Using the same system, I compare each career playoff GAA to career regular season. Cups are counted the same, and for individual stats I count only leading the playoffs in GAA as leading in Wins tends to go hand-in hand with a goalie who wins the Cup. Therefore to avoid redundancy I wont use Wins as a measure. Following are the players that I would consider for best playoff goalie all-time, in order of Playoff Performance Number.

Turk Broda 155
Jacques Plante 147
Billy Smith 140
Grant Fuhr 140
Patrick Roy 138
Martin Brodeur 135
Ken Dryden 129
Bill Durnan 129
Bernie Parent 125
Johnny Bower 123
Terry Sawchuk 120

Turk Broda, Greatest Playoff Goalie Ever…that even caught me (the Leaf fan) off guard. The numbers tend to back it up though. He won 5 Cups and led in GAA on 4 occasions.

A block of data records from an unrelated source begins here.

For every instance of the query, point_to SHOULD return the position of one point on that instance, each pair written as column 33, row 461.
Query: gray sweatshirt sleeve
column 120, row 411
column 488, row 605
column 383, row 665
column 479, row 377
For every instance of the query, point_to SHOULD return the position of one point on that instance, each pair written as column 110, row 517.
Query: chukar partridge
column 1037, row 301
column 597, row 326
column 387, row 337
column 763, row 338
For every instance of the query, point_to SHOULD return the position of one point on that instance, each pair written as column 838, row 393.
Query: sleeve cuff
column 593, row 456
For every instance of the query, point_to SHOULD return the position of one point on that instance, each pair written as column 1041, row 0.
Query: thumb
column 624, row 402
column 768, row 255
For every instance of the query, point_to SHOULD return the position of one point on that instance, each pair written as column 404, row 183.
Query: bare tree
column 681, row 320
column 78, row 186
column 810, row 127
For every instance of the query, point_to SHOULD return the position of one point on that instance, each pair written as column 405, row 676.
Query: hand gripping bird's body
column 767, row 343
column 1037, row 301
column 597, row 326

His career playoff average of 1.98 is a whopping 28% better than his regular season GAA of 2.51. Grant Fuhr and Billy Smith’s is each 16% better and Plante’s 11% better than his regular average. As good as Roy was, his performance raised only 10% in the playoffs, less than Smith’s and far below Broda’s. Sawchuk's GAA in the playoffs is slightly higher than his regular season and Ken Dryden in fact had a GAA 7% worse in the playoffs, but did win the Cup 6 times and led in GAA 3 times.

Admittedly, I could use many more factors in this system, but I feel it gives a nice numerical rating of playoff greatness and is good starting point for the discussion of playoff greats. That being said, I’m very comfortable with calling Maurice Richard the greatest Playoff performer in NHL history.





3 comments:

Customer said...

Nitzy,

I believe Chris Osgood should be on the list of top playoff performers. According to my notes he has a regular season GAA of 2.49 and a playoff GAA of 2.09 in 129 playoff games. Add in his 3 stanley cups and he is at least at 131. I am not sure how many times he led the playoffs in GAA but I would bet at least once.

JRA said...

He led the playoffs in GAA once in 2008 with a 1.55 on the way to a cup. so he is tied with Brodeur at 135.

JAY DAVIDSON said...

Nitzy you are full of COKE with placing Phil Esposito that high on your list.

I am from Boston, adn ESPO STUNK in Playoffs.

Had 3 measly goals in 1971 playoff that we lost in 7. Had none in the 72 cup final

In 1974 Bobby Clarke checked him to death.

Terry O'Reilly scored 3 playoff winning goals in OT. Where is he
on your list?

How could you rate Roy over Ken Dryden? Dryden played 9 years and won 6 Cups.